Everyone has limits on their risk capital. The longer you apply the Martingale strategy, the more likely you are to experience a series of losses.

Advantages of Martingale strategy

Over time, the Martingale strategy has created confidence for players. This is due to the benefits it has in a game of chance.

  • Help the player recovery the lost money and guarantee the profit of the last bet. Therefore, a person can make money through this strategy even after losing in a row.
  • Easily understand and use it. So even if you are not experienced enough, you can still bet on the game without any difficulty.
  • Only apply this strategy for a limited time because this is a suitable system for short-term betting. However, it is necessary to control your greed when winning and your fear of losing.
  • If someone has a large capital, the Martingale betting system is optimal for such people.

Disadvantages of Martingale strategy

  • If you encounter a consecutive loss, it is not a good idea to use this strategy because it needs to have a larger amount of money in your pocket. This means spending a huge amount of money just to get extremely small profits.
  • This system is only good for a short time because it can run out of your money very fast and dangerous. In this case, you should set a limit to avoid losing huge sums of money.
  • The dealer usually sets a limit on the number of times a gambler can use the Martingale strategy.

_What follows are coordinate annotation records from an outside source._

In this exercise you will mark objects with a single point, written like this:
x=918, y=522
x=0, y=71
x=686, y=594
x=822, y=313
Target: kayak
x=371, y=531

Therefore, it becomes quite difficult for you to get your money back when it is impossible to increase the bet amount for the next time.
  • The cost is so high to make a low profit that can make you fall to insecurity, or even panicking if it is a loan or transaction on behalf of another person.


If the odds are not improved in a period of time, this will put great pressure on you. If you keep on playing, you will have more chances to lose than to win. That’s why it is a good idea to use this strategy if you want to invest in a short amount of time and follow the discipline.